Althea Gibson, a sports pioneer who broke the color barrier in tennis in the 1950s as the first black woman to win Wimbledon and U.S. national titles, died Sunday. She was 76.
Gibson had been seriously ill for years and died at East Orange General Hospital in New Jersey, where she had spent the last week, according to Darryl Jeffries, a spokes man for the city of East Orange.
Gibson was the first black to compete in the U.S. championships, in 1950, and at Wimbledon, in 1951. However, it wasn't until several years later that she began to win major tournaments, including the Wimbledon and U.S. championships in 1957 and 1958, the French Open, and three doubles titles at Wimbledon (1956-58).
"Who could have imagined?

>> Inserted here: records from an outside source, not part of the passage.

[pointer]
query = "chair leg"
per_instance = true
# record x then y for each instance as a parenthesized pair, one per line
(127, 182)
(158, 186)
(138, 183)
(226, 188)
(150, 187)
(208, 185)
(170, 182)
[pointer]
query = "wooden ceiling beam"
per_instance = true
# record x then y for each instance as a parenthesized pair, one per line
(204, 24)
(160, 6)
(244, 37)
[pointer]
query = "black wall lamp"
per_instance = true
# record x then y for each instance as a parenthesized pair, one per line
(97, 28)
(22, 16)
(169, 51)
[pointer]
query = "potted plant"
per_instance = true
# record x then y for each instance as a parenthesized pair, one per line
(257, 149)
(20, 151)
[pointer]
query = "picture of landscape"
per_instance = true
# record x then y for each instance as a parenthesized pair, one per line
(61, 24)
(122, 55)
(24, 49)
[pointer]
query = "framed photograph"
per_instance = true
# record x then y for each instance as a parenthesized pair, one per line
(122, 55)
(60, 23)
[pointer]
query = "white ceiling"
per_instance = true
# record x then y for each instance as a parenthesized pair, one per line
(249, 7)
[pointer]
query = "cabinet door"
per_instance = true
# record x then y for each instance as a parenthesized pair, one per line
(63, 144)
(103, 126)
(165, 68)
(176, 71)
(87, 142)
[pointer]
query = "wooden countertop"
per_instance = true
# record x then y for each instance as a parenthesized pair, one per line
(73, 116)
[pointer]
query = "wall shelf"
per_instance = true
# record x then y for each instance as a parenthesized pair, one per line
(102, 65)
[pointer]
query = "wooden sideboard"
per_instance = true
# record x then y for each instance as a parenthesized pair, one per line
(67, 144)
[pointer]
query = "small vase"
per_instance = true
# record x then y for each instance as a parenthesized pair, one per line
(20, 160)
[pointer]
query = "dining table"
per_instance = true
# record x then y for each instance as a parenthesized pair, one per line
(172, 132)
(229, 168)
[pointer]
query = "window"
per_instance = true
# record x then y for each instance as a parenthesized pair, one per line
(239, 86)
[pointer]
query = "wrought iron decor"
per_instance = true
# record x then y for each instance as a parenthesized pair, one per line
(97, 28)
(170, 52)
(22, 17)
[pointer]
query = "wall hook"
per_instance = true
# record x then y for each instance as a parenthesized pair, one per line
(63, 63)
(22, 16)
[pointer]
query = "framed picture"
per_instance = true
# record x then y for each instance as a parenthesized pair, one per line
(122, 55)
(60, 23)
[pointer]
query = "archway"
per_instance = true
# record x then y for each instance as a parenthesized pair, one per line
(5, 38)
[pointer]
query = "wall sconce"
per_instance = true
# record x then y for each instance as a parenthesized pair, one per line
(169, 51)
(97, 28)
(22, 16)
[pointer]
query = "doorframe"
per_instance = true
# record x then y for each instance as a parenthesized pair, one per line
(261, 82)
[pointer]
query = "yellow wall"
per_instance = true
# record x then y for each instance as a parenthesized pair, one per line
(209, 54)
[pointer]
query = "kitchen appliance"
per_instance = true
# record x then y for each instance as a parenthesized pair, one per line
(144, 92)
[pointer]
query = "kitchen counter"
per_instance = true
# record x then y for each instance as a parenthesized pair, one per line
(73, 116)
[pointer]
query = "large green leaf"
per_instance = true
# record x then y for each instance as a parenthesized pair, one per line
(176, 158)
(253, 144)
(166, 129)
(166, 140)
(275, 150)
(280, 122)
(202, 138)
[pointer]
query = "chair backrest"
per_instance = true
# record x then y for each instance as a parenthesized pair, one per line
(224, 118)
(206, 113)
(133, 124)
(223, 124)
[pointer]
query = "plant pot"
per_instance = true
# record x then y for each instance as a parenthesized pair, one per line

Who could have thought?" Gibson said in 1988 as she presented her Wimbledon trophies to the Smithsonian Institution's National Museum of American History.
"Here stands before you a Negro woman, raised in Harlem, who went on to become a tennis player ... and finally wind up being a world champion, in fact, the first black woman champion of this world," she said. "And believe it or not, I still am."
Gibson broke racial barriers not only in tennis but in the Ladies Professional Golf Association. She even toured with the Harlem Globetrotters after retiring from tennis in the late 1950s.